[RFC][gdbsupport] Improve thread scheduling in parallel_for_each
Tom de Vries
tdevries@suse.de
Fri Jul 15 09:40:35 GMT 2022
Hi,
In https://sourceware.org/pipermail/gdb-patches/2022-July/190757.html I added
some debug statements to the thread scheduling in parallel_for_each and
noticed that only 3 out of 4 worker threads were used:
...
Parallel for: n_elements: 7271
Parallel for: minimum elements per thread: 10
Parallel for: elts_per_thread: 1817
Parallel for: worker threads: 4
Parallel for: worker threads used: 3
Parallel for: elements 0-1816 on thread 0: 1817
Parallel for: elements 1817-3633 on thread 1: 1817
Parallel for: elements 3634-5450 on thread 2: 1817
Parallel for: elements 5451-7270 on main thread: 1820
...
This simple fix:
...
- size_t count = n_threads == 0 ? 0 : n_threads - 1;
+ size_t count = n_threads == 0 ? 0 : n_threads;
...
would give thread 3 a share of the work, such that we have instead:
...
Parallel for: worker threads used: 4
Parallel for: elements 0-1816 on thread 0: 1817
Parallel for: elements 1817-3633 on thread 1: 1817
Parallel for: elements 3634-5450 on thread 2: 1817
Parallel for: elements 5451-7267 on thread 3: 1817
Parallel for: elements 7268-7270 on main thread: 3
...
but that would leave the main thread with very few iterations (always less
than the number of worker threads).
Fix this instead by also counting the main thread for distributing work to,
such that we have instead:
...
Parallel for: elts_per_thread: 1454
Parallel for: worker threads: 4
Parallel for: worker threads used: 4
Parallel for: elements 0-1453 on thread 0: 1454
Parallel for: elements 1454-2907 on thread 1: 1454
Parallel for: elements 2908-4361 on thread 2: 1454
Parallel for: elements 4362-5815 on thread 3: 1454
Parallel for: elements 5816-7270 on main thread: 1455
...
This introduces a performance regression on a particular test-case I happened
to use:
...
$ for n in $(seq 1 10); do \
time gdb -q -batch libxul.so.debug 2>&1 | grep real:; \
done
...
so revert to the original schedule by reducing the worker threads:
...
n_threads = std::thread::hardware_concurrency ();
+ if (n_threads > 0)
+ /* Account for main thread. */
+ n_threads--;
...
So, it looks like the only thing we've achieved is not have an idle worker
thread anymore.
Redoing the performance experiment still yields a slight performance loss.

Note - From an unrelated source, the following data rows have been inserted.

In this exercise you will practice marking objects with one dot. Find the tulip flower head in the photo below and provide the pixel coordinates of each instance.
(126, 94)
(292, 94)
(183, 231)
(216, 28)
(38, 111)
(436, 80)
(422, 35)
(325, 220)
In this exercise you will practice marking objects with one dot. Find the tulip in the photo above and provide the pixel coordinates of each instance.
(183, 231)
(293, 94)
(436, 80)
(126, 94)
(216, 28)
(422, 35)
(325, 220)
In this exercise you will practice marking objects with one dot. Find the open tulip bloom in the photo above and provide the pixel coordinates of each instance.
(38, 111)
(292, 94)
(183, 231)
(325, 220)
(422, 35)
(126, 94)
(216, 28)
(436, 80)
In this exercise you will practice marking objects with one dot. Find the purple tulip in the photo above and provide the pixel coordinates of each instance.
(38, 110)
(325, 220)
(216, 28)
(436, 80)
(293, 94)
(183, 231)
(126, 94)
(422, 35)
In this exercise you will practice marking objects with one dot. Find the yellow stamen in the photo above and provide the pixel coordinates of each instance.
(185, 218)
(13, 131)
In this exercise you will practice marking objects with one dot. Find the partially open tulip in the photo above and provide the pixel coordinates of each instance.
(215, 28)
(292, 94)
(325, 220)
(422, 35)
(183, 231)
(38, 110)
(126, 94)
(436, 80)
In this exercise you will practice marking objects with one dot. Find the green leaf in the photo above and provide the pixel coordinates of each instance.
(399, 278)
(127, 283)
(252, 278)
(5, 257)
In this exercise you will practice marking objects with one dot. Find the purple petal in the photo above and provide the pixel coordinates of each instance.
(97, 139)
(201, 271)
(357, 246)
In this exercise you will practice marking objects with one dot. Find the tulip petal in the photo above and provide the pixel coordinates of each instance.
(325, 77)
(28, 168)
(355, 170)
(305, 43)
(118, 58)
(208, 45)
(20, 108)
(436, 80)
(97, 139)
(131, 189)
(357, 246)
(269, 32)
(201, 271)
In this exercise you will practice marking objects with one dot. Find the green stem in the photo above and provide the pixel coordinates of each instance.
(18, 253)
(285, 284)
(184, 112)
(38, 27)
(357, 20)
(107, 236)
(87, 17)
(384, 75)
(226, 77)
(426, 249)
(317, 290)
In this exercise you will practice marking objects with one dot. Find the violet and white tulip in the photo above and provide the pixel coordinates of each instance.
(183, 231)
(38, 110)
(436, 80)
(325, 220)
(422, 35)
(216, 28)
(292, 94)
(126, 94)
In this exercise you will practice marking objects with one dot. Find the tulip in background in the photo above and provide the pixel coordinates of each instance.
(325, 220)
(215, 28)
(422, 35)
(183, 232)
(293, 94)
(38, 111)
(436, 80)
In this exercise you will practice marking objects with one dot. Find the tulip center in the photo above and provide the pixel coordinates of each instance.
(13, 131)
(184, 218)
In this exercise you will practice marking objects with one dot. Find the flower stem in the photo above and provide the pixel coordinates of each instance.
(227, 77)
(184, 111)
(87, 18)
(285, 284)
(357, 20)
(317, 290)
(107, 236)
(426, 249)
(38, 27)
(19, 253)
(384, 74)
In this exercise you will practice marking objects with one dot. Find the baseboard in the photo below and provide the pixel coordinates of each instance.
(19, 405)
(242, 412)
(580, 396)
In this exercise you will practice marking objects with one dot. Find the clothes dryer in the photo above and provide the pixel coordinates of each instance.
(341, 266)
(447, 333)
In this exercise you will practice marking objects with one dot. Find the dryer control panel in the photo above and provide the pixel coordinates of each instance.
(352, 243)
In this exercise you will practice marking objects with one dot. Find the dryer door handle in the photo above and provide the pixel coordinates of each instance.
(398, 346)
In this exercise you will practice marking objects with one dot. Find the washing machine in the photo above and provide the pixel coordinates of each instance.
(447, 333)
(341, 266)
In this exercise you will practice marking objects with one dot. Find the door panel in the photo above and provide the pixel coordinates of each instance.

Try to improve things a tiny bit by spreading the left-over elements over
all threads rather than just the main thread:
...
Parallel for: elements 0-1817 on thread 0: 1818
Parallel for: elements 1818-3635 on thread 1: 1818
Parallel for: elements 3636-5453 on thread 2: 1818
Parallel for: elements 5454-7270 on main thread: 1817
...
Still, the performance experiment yields a slight performance loss.
Tested on x86_64-linux.
Any comments?
Thanks,
- Tom
[gdbsupport] Improve thread scheduling in parallel_for_each
---
gdb/maint.c | 7 ++++++-
gdbsupport/parallel-for.h | 27 ++++++++++++++++-----------
2 files changed, 22 insertions(+), 12 deletions(-)
diff --git a/gdb/maint.c b/gdb/maint.c
index 289560957f2..cc3be7b7d82 100644
--- a/gdb/maint.c
+++ b/gdb/maint.c
@@ -850,7 +850,12 @@ update_thread_pool_size ()
int n_threads = n_worker_threads;
if (n_threads < 0)
- n_threads = std::thread::hardware_concurrency ();
+ {
+ n_threads = std::thread::hardware_concurrency ();
+ if (n_threads > 0)
+ /* Account for main thread. */
+ n_threads--;
+ }
gdb::thread_pool::g_thread_pool->set_thread_count (n_threads);
#endif
diff --git a/gdbsupport/parallel-for.h b/gdbsupport/parallel-for.h
index a614fc35766..2bf8de25bc9 100644
--- a/gdbsupport/parallel-for.h
+++ b/gdbsupport/parallel-for.h
@@ -139,25 +139,30 @@ parallel_for_each (unsigned n, RandomIt first, RandomIt last,
using result_type
= typename std::result_of<RangeFunction (RandomIt, RandomIt)>::type;
- size_t n_threads = thread_pool::g_thread_pool->thread_count ();
+ size_t n_threads
+ = (thread_pool::g_thread_pool->thread_count ()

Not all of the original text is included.